Trevor Oaks, junior business administration major and pitcher for the men’s baseball team, transferred from Biola University to CBU last fall and said he is pleased with his new Lancer Nation team.

“Everybody is very selfless,” Oaks said of the players. “I know that everyone has his personal goals, but I would say, for the most part, everyone is pretty team-oriented and very supportive of each other.”

Even outside the diamond, the baseball players are a close-knit group. During Christmas time, the pitchers had a Christmas party with a white elephant gift exchange.

Not only do the players hang out together, but they invest time in one another’s lives. Oaks and his two roommmates, who are also his teammates, Caleb Dirks, junior criminal justice major, and Nathan Antoun, junior kinesiology major, host a weekly Bible study at their apartment for the men on the team.

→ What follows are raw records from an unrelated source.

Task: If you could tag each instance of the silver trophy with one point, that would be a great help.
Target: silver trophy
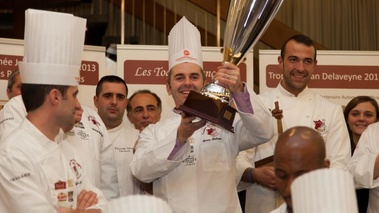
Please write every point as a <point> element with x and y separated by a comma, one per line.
<point>247,20</point>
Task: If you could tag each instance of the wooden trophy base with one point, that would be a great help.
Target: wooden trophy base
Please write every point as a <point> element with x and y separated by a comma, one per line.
<point>209,109</point>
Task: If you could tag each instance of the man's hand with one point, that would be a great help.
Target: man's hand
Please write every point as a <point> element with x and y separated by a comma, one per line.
<point>86,199</point>
<point>187,127</point>
<point>229,74</point>
<point>265,176</point>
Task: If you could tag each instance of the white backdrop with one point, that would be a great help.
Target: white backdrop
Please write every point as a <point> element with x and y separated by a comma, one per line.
<point>339,75</point>
<point>93,68</point>
<point>145,67</point>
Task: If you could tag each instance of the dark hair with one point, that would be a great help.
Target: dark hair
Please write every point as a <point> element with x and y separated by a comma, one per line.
<point>33,95</point>
<point>144,91</point>
<point>353,103</point>
<point>112,79</point>
<point>12,78</point>
<point>299,38</point>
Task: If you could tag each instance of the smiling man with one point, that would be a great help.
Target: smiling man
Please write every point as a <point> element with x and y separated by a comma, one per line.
<point>192,164</point>
<point>110,101</point>
<point>301,107</point>
<point>144,107</point>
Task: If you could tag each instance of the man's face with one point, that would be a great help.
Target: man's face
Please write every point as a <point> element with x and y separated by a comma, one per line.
<point>297,65</point>
<point>360,117</point>
<point>184,78</point>
<point>144,111</point>
<point>69,108</point>
<point>290,163</point>
<point>111,103</point>
<point>15,89</point>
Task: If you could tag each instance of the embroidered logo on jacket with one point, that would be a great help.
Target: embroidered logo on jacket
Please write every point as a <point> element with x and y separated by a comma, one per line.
<point>191,159</point>
<point>76,167</point>
<point>320,126</point>
<point>93,120</point>
<point>211,130</point>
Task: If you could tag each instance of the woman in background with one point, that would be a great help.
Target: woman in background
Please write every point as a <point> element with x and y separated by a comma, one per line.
<point>360,112</point>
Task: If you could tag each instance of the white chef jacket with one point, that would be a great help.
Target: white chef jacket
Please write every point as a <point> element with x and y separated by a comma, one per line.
<point>89,138</point>
<point>201,176</point>
<point>37,174</point>
<point>361,165</point>
<point>307,109</point>
<point>281,209</point>
<point>11,116</point>
<point>123,139</point>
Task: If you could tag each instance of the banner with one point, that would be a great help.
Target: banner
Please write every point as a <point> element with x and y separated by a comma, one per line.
<point>92,68</point>
<point>339,75</point>
<point>145,67</point>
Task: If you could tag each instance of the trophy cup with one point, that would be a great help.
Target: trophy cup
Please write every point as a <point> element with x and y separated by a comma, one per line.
<point>247,20</point>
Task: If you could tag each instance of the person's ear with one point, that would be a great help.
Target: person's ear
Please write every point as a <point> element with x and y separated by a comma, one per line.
<point>55,96</point>
<point>326,163</point>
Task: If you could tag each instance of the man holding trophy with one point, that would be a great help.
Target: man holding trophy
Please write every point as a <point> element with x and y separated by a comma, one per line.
<point>192,163</point>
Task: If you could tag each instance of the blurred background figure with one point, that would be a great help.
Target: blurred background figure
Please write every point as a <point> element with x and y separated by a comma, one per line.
<point>144,107</point>
<point>360,112</point>
<point>324,190</point>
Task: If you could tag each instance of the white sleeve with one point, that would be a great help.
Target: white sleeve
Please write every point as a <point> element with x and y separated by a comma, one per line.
<point>20,189</point>
<point>154,146</point>
<point>337,143</point>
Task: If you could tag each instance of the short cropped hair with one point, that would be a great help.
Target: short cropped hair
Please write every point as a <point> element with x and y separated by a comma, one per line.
<point>299,38</point>
<point>143,91</point>
<point>111,79</point>
<point>34,95</point>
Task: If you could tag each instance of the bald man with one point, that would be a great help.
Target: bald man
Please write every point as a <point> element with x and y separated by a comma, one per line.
<point>298,150</point>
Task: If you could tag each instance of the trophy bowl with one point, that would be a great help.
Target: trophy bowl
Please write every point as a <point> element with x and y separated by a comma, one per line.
<point>247,20</point>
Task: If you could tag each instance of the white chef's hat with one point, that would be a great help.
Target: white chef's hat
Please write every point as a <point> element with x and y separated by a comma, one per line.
<point>53,48</point>
<point>324,190</point>
<point>184,44</point>
<point>138,204</point>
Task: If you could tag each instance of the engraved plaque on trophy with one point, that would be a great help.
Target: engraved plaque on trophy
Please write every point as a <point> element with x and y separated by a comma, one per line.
<point>247,20</point>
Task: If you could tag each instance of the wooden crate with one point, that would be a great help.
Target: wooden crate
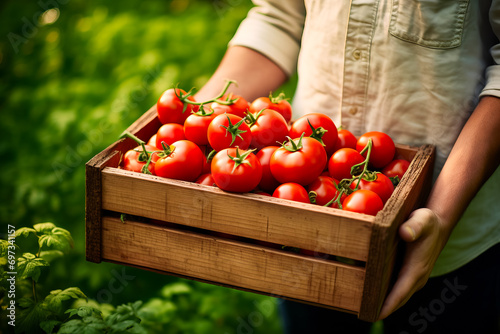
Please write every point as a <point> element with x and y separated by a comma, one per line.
<point>175,234</point>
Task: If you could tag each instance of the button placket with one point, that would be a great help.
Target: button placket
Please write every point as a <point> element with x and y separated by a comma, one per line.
<point>356,63</point>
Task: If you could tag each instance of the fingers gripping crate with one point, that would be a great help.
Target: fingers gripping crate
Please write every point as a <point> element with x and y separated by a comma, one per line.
<point>183,227</point>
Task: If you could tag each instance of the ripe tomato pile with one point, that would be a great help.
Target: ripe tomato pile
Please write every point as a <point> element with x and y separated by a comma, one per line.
<point>253,147</point>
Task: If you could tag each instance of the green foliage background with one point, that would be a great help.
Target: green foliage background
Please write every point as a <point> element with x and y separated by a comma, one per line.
<point>68,88</point>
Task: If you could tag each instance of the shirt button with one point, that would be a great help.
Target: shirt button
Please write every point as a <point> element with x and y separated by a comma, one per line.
<point>356,54</point>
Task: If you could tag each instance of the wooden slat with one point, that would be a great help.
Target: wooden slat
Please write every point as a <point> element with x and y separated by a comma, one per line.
<point>234,264</point>
<point>409,195</point>
<point>253,216</point>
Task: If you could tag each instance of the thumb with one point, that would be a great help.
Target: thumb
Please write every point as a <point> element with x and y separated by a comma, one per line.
<point>412,229</point>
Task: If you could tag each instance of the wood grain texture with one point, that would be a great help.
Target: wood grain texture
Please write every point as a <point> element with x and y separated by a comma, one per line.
<point>253,216</point>
<point>243,265</point>
<point>232,263</point>
<point>409,195</point>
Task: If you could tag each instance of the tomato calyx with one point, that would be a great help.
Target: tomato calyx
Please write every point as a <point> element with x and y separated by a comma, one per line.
<point>167,150</point>
<point>358,171</point>
<point>185,97</point>
<point>234,129</point>
<point>291,146</point>
<point>144,156</point>
<point>363,165</point>
<point>227,100</point>
<point>203,112</point>
<point>240,158</point>
<point>395,180</point>
<point>317,133</point>
<point>277,99</point>
<point>312,197</point>
<point>251,119</point>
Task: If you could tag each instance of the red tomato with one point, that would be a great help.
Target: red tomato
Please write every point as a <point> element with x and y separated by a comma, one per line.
<point>134,159</point>
<point>229,130</point>
<point>208,159</point>
<point>169,133</point>
<point>268,127</point>
<point>206,179</point>
<point>238,108</point>
<point>236,170</point>
<point>196,126</point>
<point>345,139</point>
<point>263,193</point>
<point>300,160</point>
<point>363,201</point>
<point>383,148</point>
<point>152,140</point>
<point>397,167</point>
<point>184,162</point>
<point>171,109</point>
<point>382,186</point>
<point>292,191</point>
<point>268,182</point>
<point>341,162</point>
<point>279,103</point>
<point>324,189</point>
<point>325,130</point>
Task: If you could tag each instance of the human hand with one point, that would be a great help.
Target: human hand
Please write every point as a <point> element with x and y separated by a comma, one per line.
<point>425,236</point>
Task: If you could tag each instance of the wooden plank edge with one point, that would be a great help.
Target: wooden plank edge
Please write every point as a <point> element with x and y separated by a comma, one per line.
<point>125,184</point>
<point>93,202</point>
<point>228,286</point>
<point>212,253</point>
<point>384,240</point>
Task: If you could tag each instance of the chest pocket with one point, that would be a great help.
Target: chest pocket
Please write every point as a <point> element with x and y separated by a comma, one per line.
<point>430,23</point>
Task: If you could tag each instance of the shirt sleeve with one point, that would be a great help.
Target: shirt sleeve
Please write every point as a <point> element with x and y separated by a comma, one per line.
<point>274,29</point>
<point>492,86</point>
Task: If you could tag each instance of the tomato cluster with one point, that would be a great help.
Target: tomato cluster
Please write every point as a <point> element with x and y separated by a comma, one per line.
<point>243,147</point>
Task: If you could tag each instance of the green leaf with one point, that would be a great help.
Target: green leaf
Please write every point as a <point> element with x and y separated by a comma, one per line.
<point>44,227</point>
<point>26,302</point>
<point>29,266</point>
<point>49,325</point>
<point>125,312</point>
<point>4,246</point>
<point>84,311</point>
<point>24,231</point>
<point>56,238</point>
<point>56,298</point>
<point>129,326</point>
<point>29,319</point>
<point>77,326</point>
<point>50,255</point>
<point>175,289</point>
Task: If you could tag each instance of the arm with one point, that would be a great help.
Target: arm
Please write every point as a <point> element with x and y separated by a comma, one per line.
<point>255,74</point>
<point>474,157</point>
<point>263,53</point>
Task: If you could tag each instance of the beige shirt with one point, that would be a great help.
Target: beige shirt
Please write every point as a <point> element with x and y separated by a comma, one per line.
<point>414,69</point>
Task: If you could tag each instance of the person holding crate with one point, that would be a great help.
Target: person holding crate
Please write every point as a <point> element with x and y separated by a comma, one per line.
<point>424,72</point>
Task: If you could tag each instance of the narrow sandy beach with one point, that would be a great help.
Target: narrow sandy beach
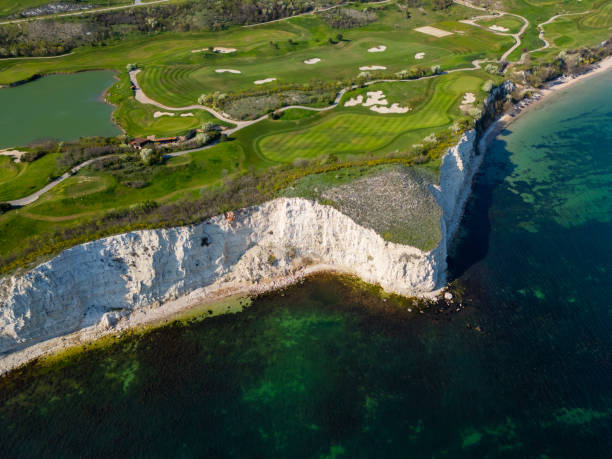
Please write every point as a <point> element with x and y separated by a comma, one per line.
<point>151,315</point>
<point>542,95</point>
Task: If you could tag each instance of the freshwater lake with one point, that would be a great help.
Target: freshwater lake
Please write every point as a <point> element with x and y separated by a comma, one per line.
<point>62,107</point>
<point>329,369</point>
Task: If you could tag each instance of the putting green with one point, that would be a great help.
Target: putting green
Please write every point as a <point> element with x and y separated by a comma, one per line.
<point>182,84</point>
<point>357,130</point>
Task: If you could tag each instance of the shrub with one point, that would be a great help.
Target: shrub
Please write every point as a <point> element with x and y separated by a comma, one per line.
<point>149,156</point>
<point>487,86</point>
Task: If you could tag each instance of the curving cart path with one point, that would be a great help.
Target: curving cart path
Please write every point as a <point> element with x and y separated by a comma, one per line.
<point>141,97</point>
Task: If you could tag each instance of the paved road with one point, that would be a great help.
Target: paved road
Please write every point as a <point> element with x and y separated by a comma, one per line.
<point>34,196</point>
<point>143,98</point>
<point>79,13</point>
<point>496,13</point>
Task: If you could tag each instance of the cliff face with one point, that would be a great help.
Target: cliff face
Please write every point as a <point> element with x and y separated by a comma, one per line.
<point>98,282</point>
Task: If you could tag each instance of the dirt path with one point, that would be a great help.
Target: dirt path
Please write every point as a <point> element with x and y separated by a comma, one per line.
<point>494,14</point>
<point>141,97</point>
<point>307,13</point>
<point>541,29</point>
<point>34,196</point>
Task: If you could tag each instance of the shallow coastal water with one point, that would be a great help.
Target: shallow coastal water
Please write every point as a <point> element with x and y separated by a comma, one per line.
<point>331,369</point>
<point>63,107</point>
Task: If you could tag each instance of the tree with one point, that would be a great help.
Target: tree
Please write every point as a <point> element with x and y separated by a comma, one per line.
<point>208,127</point>
<point>150,157</point>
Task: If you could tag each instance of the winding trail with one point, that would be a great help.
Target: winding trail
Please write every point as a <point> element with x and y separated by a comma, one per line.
<point>549,21</point>
<point>496,14</point>
<point>34,196</point>
<point>314,11</point>
<point>141,97</point>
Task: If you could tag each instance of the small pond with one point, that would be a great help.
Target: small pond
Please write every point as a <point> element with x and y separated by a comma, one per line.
<point>63,107</point>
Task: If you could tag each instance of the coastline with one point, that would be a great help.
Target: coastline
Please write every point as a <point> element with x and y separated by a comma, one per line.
<point>523,107</point>
<point>153,314</point>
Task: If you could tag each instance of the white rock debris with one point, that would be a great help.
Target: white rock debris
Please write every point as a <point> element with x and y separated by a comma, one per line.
<point>112,279</point>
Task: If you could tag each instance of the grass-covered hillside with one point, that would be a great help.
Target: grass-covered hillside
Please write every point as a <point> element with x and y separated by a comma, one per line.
<point>334,104</point>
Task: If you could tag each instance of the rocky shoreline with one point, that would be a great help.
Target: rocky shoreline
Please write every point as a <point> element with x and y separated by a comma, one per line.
<point>147,276</point>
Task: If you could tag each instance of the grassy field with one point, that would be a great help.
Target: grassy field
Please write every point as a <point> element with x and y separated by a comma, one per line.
<point>512,23</point>
<point>539,11</point>
<point>21,179</point>
<point>181,84</point>
<point>137,120</point>
<point>343,136</point>
<point>570,32</point>
<point>358,130</point>
<point>8,7</point>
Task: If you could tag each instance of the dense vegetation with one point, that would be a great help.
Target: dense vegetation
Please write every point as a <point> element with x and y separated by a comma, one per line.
<point>56,36</point>
<point>297,149</point>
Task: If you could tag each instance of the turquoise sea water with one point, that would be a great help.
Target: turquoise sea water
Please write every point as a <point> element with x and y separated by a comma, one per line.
<point>330,369</point>
<point>63,107</point>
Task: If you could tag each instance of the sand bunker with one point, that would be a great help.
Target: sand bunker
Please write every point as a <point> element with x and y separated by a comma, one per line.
<point>375,98</point>
<point>15,154</point>
<point>354,101</point>
<point>160,114</point>
<point>428,30</point>
<point>395,108</point>
<point>378,49</point>
<point>377,102</point>
<point>373,67</point>
<point>468,98</point>
<point>267,80</point>
<point>499,28</point>
<point>222,50</point>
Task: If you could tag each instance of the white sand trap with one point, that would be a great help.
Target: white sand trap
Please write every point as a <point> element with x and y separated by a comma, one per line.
<point>373,67</point>
<point>267,80</point>
<point>378,49</point>
<point>222,50</point>
<point>468,98</point>
<point>375,98</point>
<point>433,31</point>
<point>160,114</point>
<point>499,28</point>
<point>354,101</point>
<point>395,108</point>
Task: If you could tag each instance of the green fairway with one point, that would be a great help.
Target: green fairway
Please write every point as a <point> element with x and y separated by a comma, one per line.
<point>181,84</point>
<point>293,149</point>
<point>138,120</point>
<point>539,11</point>
<point>512,23</point>
<point>21,179</point>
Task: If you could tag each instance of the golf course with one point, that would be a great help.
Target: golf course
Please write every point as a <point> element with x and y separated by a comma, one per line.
<point>341,86</point>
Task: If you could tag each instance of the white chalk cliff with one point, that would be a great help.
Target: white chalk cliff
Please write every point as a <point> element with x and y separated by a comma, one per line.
<point>97,283</point>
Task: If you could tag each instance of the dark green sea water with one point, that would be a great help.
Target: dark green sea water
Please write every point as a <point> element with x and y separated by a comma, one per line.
<point>330,369</point>
<point>63,107</point>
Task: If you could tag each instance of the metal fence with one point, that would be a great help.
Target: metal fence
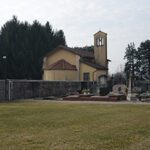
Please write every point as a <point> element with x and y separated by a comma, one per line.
<point>24,89</point>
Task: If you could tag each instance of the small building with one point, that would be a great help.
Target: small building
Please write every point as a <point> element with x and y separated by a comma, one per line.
<point>64,63</point>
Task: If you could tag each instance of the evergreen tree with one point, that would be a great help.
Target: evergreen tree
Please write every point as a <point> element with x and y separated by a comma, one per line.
<point>25,45</point>
<point>131,60</point>
<point>144,59</point>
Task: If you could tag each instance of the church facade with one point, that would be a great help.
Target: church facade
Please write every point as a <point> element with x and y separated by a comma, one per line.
<point>69,64</point>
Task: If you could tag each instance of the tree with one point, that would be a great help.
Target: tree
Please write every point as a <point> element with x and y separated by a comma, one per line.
<point>131,60</point>
<point>25,45</point>
<point>144,59</point>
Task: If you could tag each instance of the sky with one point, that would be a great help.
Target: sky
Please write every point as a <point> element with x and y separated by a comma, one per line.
<point>124,21</point>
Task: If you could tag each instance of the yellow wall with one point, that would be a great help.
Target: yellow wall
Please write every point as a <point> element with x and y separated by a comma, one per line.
<point>100,72</point>
<point>100,52</point>
<point>94,73</point>
<point>63,75</point>
<point>85,68</point>
<point>61,54</point>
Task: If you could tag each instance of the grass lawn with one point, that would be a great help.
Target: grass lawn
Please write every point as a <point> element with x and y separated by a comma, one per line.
<point>72,126</point>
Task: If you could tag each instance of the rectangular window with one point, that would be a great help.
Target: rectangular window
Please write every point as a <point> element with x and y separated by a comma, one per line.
<point>86,76</point>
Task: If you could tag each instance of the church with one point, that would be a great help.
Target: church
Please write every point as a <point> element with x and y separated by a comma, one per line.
<point>72,64</point>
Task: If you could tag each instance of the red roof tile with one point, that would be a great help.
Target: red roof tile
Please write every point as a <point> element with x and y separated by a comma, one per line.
<point>61,65</point>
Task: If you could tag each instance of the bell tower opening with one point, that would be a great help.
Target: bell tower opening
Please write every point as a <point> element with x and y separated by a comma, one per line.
<point>100,48</point>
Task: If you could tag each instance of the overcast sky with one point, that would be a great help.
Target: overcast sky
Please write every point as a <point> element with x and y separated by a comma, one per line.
<point>124,21</point>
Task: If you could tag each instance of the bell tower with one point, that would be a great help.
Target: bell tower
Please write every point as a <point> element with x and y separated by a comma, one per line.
<point>100,48</point>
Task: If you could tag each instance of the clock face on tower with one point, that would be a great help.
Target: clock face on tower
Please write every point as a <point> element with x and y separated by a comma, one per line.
<point>99,41</point>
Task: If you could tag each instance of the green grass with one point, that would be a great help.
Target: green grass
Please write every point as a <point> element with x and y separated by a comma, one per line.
<point>67,126</point>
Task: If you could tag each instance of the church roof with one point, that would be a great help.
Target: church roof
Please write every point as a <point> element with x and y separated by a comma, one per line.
<point>61,65</point>
<point>93,64</point>
<point>80,52</point>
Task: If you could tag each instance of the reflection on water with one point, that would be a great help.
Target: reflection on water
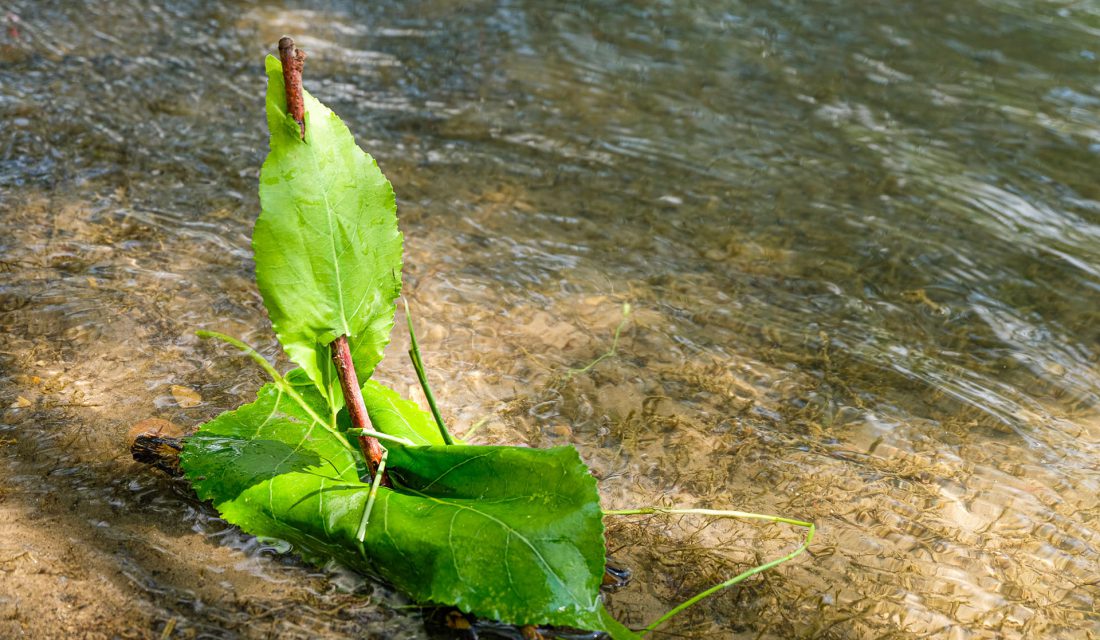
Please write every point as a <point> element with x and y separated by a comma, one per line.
<point>862,243</point>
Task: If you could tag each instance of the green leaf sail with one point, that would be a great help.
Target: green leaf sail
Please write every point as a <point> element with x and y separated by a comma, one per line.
<point>327,246</point>
<point>503,532</point>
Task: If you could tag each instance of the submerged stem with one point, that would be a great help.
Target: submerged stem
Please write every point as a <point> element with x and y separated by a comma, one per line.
<point>418,365</point>
<point>611,352</point>
<point>721,514</point>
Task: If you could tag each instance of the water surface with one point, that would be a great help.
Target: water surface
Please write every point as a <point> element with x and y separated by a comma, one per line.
<point>861,242</point>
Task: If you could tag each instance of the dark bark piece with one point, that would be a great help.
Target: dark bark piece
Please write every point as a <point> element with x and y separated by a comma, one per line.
<point>157,450</point>
<point>353,399</point>
<point>294,61</point>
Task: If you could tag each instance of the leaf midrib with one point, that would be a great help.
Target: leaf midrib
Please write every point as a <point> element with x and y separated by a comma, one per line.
<point>550,570</point>
<point>332,243</point>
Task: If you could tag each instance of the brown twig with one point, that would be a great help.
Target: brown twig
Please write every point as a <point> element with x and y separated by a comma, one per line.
<point>353,399</point>
<point>293,61</point>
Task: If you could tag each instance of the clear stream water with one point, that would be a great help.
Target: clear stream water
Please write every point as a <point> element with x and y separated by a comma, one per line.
<point>861,241</point>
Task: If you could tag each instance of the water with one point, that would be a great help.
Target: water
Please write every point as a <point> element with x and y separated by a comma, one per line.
<point>861,242</point>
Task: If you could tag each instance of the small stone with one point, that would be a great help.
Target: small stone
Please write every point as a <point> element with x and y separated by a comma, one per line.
<point>186,397</point>
<point>156,427</point>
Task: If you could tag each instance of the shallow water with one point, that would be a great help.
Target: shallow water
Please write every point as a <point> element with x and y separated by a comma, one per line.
<point>861,242</point>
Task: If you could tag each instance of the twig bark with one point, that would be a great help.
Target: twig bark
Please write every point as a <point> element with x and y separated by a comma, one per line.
<point>353,399</point>
<point>294,61</point>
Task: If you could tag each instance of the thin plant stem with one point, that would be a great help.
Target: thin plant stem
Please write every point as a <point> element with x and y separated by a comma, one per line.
<point>418,365</point>
<point>293,61</point>
<point>353,399</point>
<point>277,378</point>
<point>811,529</point>
<point>611,352</point>
<point>386,437</point>
<point>361,534</point>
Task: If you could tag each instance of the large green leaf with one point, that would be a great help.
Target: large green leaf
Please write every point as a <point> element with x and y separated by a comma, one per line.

“We try to bring everybody out and we make it to where people can be open and share their struggles in a judge-free environment,” Oaks said.

“Baseball culture is hard, so it’s good to have the time,” he said.

One player in attendance at the weekly Bible studies is Michael Fagan, junior business administration major and outfielder. Fagan attended CBU and played baseball his freshman and sophomore years, but did not attend the fall 2013 semester. However, he returned to both the school and team this semester.

Fagan said he was slightly nervous about returning after his brief hiatus because of the transformed team. With senior players graduated and transfers and freshman already integrated into the team, Fagan was not sure how his return was going to be perceived by his new teammates.

“Everybody was really excited I was back and accepted me with open arms,” Fagan said. “I got to meet all of the new people right away and we all became pretty close; it’s kind of like I never really missed fall (semester).”

The players describe one another as more than just teammates, but friends and supporters. Not only do they take down opposing teams, throwing fastballs and batting doubles, but they engage in fellowship and invest in one another off the field.